4. Make sure your students’ instruments are in working order.

If you don’t feel comfortable playing all of the instruments, bring in a working professional, colleague, or college student to run a sectional, check the instruments, tune the drums, set up the action on the upright, and make any necessary minor adjustments.

5. Do your homework!

Learn the score and the individual parts, be familiar with the different recordings of the tunes, and show up on time—demonstrate what it means to be a professional musician. Can you get away with shooting from the hip from time to time? Sure. Can you do it day after day? Probably not. Your kids will eventually pick up on it, and you risk losing their enthusiasm, respect, and loyalty.
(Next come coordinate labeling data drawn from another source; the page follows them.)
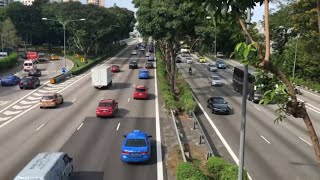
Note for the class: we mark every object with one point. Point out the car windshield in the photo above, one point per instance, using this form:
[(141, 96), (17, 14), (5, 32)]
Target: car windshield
[(105, 104), (140, 89), (47, 97), (219, 101), (135, 143), (215, 78)]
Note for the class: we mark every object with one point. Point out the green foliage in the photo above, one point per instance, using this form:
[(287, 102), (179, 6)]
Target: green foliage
[(9, 61), (188, 171)]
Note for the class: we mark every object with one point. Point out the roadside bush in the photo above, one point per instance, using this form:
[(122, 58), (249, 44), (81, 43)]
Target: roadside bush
[(9, 61), (188, 171)]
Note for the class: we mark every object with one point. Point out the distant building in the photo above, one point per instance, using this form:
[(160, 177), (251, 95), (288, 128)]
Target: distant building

And frankly, why would you short-change your professional development as well as your students’ musical experience?

 

music educatorSteve Holley is the coordinator of the Commercial Music Program at the Kent Denver School in Englewood, CO. Under his leadership, the program’s DownBeat award-winning ensembles have performed at venues in Memphis, New Orleans, New York, and Miami, among others. Steve has performed with artists ranging from Arturo Sandoval to Tia Fuller, from James Williams to Doug Wamble, among many others. Prior to coming to Colorado he lived, performed, and taught in his adopted hometown of Memphis.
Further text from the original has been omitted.